Program Overview for the Motorcycle Repair and Maintenance Basics Program
In a motorcycle school, certificate programs will typically consist of eight different courses, with the student having the ability to select an area of concentration such as European motorcycles, Harley bikes or Asian motorcycles. The core classes will include topics such as brake systems, suspension systems, fuel systems, service techniques, electrical systems, four and two stroke engines and the fundamentals of electricity. During a six month to one year program the student will also participate in an apprenticeship where they will work alongside professional motorcycle mechanics for a period of three to six months. In this program the individual will learn by way of classroom instruction, lectures, live demonstrations and practical training.
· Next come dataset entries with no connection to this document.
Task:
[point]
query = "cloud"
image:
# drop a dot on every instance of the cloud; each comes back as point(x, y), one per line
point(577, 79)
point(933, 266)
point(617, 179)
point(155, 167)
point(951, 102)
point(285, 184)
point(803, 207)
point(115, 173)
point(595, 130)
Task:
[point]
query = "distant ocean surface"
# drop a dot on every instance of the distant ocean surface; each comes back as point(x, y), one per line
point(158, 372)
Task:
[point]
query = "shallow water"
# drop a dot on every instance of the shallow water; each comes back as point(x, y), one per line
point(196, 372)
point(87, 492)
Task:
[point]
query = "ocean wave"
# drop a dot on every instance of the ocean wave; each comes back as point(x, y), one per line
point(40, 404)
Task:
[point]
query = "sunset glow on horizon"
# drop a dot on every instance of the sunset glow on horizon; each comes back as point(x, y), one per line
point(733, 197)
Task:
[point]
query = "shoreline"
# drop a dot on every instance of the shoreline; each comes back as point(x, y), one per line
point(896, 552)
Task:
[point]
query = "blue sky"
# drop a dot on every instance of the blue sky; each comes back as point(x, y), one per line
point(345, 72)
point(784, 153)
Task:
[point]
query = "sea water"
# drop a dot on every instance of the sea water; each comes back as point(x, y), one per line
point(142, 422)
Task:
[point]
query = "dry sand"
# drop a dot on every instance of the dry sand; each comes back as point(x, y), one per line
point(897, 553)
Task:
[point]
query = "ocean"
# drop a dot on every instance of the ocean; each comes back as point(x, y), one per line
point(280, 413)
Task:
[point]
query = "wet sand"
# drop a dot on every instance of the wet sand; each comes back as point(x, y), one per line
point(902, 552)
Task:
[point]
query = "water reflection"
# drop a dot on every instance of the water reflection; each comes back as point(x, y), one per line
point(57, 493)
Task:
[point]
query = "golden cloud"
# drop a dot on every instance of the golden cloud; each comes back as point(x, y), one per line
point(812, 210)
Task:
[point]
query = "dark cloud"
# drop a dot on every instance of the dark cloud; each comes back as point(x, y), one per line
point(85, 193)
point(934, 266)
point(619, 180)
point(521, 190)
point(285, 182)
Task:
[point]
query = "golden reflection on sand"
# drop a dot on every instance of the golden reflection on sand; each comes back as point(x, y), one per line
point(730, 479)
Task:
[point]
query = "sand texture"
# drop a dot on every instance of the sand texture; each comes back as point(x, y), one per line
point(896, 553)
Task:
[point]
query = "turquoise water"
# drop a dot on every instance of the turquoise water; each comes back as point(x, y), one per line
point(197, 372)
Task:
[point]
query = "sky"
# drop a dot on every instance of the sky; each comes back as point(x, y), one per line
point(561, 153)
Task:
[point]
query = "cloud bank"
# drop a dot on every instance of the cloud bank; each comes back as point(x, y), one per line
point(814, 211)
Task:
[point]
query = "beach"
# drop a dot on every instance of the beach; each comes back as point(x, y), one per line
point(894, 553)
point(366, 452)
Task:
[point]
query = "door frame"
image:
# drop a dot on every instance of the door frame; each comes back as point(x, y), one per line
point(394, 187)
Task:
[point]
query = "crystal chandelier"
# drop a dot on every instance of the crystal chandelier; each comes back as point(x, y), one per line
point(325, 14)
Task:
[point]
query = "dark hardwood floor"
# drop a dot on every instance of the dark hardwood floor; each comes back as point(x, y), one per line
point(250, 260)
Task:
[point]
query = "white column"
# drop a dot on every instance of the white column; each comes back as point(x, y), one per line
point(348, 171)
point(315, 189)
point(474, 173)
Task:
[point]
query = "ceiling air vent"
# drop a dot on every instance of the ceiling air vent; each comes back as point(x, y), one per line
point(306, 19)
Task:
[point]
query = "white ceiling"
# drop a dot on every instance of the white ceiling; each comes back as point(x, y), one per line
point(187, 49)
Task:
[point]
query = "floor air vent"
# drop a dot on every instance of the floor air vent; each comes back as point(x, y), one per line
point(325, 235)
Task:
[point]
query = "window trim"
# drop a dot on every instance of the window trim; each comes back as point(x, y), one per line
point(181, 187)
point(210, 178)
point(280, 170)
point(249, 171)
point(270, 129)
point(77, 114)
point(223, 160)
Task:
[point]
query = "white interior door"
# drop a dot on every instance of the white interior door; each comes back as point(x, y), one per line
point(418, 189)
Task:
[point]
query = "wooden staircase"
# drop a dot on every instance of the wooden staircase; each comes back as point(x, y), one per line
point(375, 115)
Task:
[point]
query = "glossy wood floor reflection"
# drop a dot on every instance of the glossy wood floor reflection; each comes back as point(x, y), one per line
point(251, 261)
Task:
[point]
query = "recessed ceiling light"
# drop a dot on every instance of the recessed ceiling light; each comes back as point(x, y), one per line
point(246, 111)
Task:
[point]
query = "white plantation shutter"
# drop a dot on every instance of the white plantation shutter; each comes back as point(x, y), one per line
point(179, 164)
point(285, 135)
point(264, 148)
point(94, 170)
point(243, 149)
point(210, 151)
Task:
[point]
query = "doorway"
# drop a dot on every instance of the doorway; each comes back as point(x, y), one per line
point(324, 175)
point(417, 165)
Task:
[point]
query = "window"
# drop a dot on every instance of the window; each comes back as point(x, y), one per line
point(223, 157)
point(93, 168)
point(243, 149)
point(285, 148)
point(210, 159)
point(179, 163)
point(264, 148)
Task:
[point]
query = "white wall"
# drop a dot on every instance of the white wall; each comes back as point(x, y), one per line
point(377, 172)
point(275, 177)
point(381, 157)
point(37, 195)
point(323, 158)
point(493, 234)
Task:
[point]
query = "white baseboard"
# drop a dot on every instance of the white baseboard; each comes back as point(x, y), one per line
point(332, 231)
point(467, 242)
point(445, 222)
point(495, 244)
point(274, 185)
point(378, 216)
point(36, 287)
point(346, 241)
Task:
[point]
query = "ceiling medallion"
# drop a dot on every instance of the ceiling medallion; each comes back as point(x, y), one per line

The graduate from this type of program can find career opportunities in such positions as performance shop mechanic, dealership motorcycle mechanic, parts representative, specialty technician and head motorcycle sales associate.
Overview for the Motorcycle Technician Program
This program will take a more in-depth look at what it takes to work on different types of motorcycles in a professional garage. Motorcycle courses are one year in length and will consist of 18 different lessons that will focus on drive train systems, electrical systems, suspension, frame, carburetors, clutch and cooling systems.
Students will work as apprentices in professional motorcycle repair shops where they will carry out delegated tasks under the supervision of field professionals. Many of these schools will offer students job placement assistance after graduation. Students that show potential during their internships will often be offered paying positions once they have graduated.
A motorcycle technician program provides the graduate with the qualifications for such positions as motorcycle technician specialist, lead technician, supervision brake systems specialist, performance shop mechanic and carburetor specialist.
These schools will also offer one to two month long continuing education courses that are designed to keep the mechanic up to date with the advancements made by different top manufacturers in the field. Typically, these courses will be paid for by the mechanics employer and will be part of an employment requirement once or twice a year. Seminars for motorcycle technology and developments can also be found through this type of school and will include two day educational seminars and workshops.